Since the difference between your working invocation and your non-working invocation is only the "-n" option, it seems most likely that the problem is caused by the daemonization process (which "-n" prevents from happening).
On POSIX, one of the steps involved in daemonization is forking and having the parent exit. Among of things, this has the consequence of having your code run in a different process than the one in which the .tac file was evaluated. This also re-arranges the child/parent relationship of processes which were started in the .tac file - as your pool of multiprocessing processes were.
The multiprocessing pool's processes start off with a parent of the twistd process you start. However, when that process exits as part of daemonization, their parent becomes the system init process. This may cause some problems, although probably not the hanging problem you described. There are probably other similarly low-level implementation details which normally allow the multiprocessing module to work but which are disrupted by the daemonization process.
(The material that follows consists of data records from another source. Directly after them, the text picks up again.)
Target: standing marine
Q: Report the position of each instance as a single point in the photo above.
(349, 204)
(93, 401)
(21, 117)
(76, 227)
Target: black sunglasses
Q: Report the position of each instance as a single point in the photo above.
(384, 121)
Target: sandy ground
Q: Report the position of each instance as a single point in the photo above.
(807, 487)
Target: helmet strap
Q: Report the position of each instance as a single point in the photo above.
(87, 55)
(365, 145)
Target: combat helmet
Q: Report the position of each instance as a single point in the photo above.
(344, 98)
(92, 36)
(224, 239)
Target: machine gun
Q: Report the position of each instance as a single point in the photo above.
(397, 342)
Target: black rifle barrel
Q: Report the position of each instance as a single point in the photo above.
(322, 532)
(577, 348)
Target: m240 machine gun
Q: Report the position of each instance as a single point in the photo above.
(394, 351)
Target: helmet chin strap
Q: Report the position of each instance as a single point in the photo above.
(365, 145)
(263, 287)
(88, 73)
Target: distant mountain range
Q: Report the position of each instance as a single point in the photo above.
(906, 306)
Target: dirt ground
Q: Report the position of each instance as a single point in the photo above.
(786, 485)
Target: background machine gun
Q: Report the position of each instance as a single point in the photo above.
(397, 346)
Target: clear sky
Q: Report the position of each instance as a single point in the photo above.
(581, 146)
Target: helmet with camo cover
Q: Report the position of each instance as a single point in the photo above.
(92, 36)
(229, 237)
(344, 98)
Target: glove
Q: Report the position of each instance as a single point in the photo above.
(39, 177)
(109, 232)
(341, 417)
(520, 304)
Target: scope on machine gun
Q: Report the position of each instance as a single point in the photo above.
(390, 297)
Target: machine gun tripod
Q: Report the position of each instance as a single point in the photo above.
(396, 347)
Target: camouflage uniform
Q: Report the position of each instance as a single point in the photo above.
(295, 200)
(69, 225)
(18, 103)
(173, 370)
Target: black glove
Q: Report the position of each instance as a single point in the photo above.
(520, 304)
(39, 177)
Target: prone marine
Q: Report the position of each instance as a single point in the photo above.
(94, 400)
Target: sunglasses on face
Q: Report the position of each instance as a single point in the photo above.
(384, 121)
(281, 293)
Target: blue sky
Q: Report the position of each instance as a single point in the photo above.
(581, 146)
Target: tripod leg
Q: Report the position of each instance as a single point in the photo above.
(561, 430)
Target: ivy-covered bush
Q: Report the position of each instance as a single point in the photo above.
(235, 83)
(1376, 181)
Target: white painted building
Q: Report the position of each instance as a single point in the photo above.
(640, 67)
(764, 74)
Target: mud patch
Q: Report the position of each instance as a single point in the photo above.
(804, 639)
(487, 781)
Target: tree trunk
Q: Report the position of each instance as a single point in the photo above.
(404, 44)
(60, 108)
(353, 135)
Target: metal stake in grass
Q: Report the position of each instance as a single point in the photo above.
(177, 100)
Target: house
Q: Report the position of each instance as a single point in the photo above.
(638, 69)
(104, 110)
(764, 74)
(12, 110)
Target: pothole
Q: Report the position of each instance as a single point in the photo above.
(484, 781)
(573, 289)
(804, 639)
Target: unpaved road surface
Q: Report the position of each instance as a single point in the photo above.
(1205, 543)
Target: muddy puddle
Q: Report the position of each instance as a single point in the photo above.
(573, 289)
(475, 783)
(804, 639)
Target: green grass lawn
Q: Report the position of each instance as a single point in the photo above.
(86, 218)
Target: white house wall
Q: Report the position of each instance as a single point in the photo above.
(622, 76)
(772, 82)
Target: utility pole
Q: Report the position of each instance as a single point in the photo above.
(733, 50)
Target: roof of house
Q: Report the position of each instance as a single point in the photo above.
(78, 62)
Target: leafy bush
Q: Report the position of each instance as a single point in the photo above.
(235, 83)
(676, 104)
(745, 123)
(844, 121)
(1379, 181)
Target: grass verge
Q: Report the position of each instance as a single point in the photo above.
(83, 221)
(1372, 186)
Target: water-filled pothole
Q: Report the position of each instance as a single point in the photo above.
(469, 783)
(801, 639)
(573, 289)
Fortunately, avoiding this strange interaction should be straightforward. Twisted's service APIs allow you to run code after daemonization has completed. If you use these APIs, then you can delay the initialization of the multiprocessing module's process pool until after daemonization and hopefully avoid the problem. Here's an example of what that might look like:
from twisted.application.service import Service
class MultiprocessingService(Service):
def startService(self):
self.pool = multiprocessing.Pool(processes=processes)
MultiprocessingService().setServiceParent(application)
Now, separately, you may also run into problems relating to clean up of the multiprocessing module's child processes, or possibly issues with processes created with Twisted's process creation API, reactor.spawnProcess. This is because part of dealing with child processes correctly generally involves handling the SIGCHLD signal. Twisted and multiprocessing aren't going to be cooperating in this regard, though, so one of them is going to get notified of all children exiting and the other will never be notified. If you don't use Twisted's API for creating child processes at all, then this may be okay for you - but you might want to check to make sure any signal handler the multiprocessing module tries to install actually "wins" and doesn't get replaced by Twisted's own handler.
A possible idea for you...
When running in daemon mode twistd will close stdin, stdout and stderr. Does something that your clients do read or write to these?